DRAGdb indicates that mutations in rpoB were not only responsible for resistance to the rifamycin class of drugs including rifampicin, rifabutin, rifalazil, rifapentine and rifaximin, but also resistance to 10 other drugs of various drug families in 62 bacterial species including Mycobacterium species, the ESKAPE pathogens Acinetobacter baumannii, Enterococcus faecium, Pseudomonas aeruginosa, Staphylococcus aureus and many other bacteria. The frequency plot of 3 crucial mutations in the Rifampicin Resistance Determining Region (RRDR) of rpoB (as shown in Fig. 1C and in Supplementary File 1: Table S3) shows that mutations at codon positions 435, 445 and 450 exerted an additive effect on drug resistance. Thus no single dominant mutation is alone responsible for resistance to rifamycins in MTB and ESKAPE.

rpsL

rpsL is primarily associated with streptomycin resistance. However, mutations in rpsL also cause resistance to other aminoglycosides such as kanamycin, amikacin and paromomycin. rpsL mutations were present across 37 bacteria including Mycobacterium species, an ESKAPE pathogen Kleibsella pneumoniae and other bacterial species.
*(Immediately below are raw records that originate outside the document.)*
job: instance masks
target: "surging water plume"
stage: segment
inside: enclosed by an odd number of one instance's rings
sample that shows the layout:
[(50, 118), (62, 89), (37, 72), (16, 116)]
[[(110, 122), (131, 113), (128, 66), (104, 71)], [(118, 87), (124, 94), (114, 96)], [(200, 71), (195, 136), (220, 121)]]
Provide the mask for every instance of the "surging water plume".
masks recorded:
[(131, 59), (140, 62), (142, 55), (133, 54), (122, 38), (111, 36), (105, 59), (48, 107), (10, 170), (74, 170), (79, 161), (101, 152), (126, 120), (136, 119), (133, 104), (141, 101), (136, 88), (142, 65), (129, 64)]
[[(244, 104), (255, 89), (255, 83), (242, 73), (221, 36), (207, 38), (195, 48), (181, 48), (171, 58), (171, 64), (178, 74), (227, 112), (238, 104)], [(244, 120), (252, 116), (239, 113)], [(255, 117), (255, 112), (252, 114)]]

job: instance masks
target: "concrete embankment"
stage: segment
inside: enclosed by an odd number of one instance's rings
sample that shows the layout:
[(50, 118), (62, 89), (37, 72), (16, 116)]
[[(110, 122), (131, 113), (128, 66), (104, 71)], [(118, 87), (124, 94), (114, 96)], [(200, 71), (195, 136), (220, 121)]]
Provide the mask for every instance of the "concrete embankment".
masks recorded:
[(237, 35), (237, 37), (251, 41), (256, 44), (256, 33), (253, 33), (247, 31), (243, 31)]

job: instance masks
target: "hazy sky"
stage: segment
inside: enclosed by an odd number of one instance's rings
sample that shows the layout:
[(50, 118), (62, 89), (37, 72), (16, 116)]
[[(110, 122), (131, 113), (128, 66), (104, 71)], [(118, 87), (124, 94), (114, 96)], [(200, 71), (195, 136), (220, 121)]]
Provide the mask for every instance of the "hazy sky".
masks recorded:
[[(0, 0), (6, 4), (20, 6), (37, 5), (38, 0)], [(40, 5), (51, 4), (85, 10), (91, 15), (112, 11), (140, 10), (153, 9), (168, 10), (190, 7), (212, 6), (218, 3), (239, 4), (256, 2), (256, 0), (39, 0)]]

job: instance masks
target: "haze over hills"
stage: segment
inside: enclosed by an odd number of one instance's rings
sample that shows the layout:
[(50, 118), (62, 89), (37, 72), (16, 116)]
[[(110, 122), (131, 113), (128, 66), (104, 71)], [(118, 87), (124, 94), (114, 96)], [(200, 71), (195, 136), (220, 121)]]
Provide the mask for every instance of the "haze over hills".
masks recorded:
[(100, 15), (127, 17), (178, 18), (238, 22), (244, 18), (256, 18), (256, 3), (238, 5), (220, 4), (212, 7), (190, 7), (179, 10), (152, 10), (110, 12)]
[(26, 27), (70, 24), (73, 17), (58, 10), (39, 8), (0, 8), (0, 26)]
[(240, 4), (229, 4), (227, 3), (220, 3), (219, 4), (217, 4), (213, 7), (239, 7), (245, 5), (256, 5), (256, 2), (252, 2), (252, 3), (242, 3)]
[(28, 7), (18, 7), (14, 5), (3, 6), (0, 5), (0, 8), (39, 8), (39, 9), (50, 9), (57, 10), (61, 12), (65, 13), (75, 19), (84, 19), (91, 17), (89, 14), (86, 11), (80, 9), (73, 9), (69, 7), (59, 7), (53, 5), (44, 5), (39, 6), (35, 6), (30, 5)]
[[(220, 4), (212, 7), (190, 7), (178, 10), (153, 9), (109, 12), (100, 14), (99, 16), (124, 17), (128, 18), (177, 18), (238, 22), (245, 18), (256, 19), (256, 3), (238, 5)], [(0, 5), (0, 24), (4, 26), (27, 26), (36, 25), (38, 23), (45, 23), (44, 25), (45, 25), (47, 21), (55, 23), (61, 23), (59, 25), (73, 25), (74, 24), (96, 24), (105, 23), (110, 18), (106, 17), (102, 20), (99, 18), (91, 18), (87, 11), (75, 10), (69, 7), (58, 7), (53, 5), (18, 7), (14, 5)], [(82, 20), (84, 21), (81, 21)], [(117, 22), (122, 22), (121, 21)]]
The frequency plot of two dominant drug resistance associated mutations in rpsL at codon positions 43 and 88 is shown in Fig. 1D and the data is shown in Supplementary File 1: Table S4.

rrs

rrs encodes 16S rRNA in bacteria and is associated with streptomycin resistance. DRAGdb shows its involvement in resistance to 5 other aminoglycosides as well. Mutations in rrs were found in 7 bacterial species. No mutation has been reported for the ESKAPE pathogens.

Homoplasy and pleiotropy

Multiple sequence alignments of the protein sequences corresponding to each gene across the reported bacteria were performed as shown in Supplementary File 1: Fig. S1(A–D). Interestingly, in some genes such as rpoB, gyrA, gyrB, gidB and rpsL similar points of mutations associated with drug resistance, were observed across bacterial species. This could be due to common mechanisms associated with the bacterial response to an antibiotic/drug29. Such occurrence of identical genotypes across drug resistant bacterial species is termed here as homoplasy. The MTB H37Rv numbering system was used as reference in our analysis. An example of homoplasy is a point mutation, Asp to Asn in rpoB at codon position 435 (MTB numbering). This mutation was found in 12 bacterial species including MTB, ESKAPE pathogens such as Actinobacter baumannii and S. aureus, other pathogenic bacteria including Helicobacter pylori and Haemophilus influenza and non-pathogenic bacteria, for example, Deinococcus radiodurans and Streptomyces lividans. In Fig. 2A, the circular plot illustrates some examples of homoplasy events in mutated codon positions across some of the reported bacterial species.

Figure 2
figure 2

(A) The circular plot depicts examples of Homoplasy observed in DRAGdb. Rainbow colored chords connect amino acid positions of the genes (rainbow colored grids) to bacteria (grey colored grids) that have the same point mutation in a specific position associated with resistance to the same drug.The grid name pattern is “gene + codon position”. (B) The circular plot depicts examples of Pleiotropy observed in DRAGdb where rainbow colored chords connect nucleotide positions of the genes of specific bacteria (rainbow colored grids) to drug names (grey colored grids) showing that a single nucleotide mutation causes multiple drug resistance. The grid name pattern is “abbreviation of bacterial name + gene + nucleotide position”. SA stands for Staphylococcus aureus, MS stands for Mycobacterium smegmatis and EF stands for Enterococcus faecium. The circular plots were drawn using circlizeR package in R.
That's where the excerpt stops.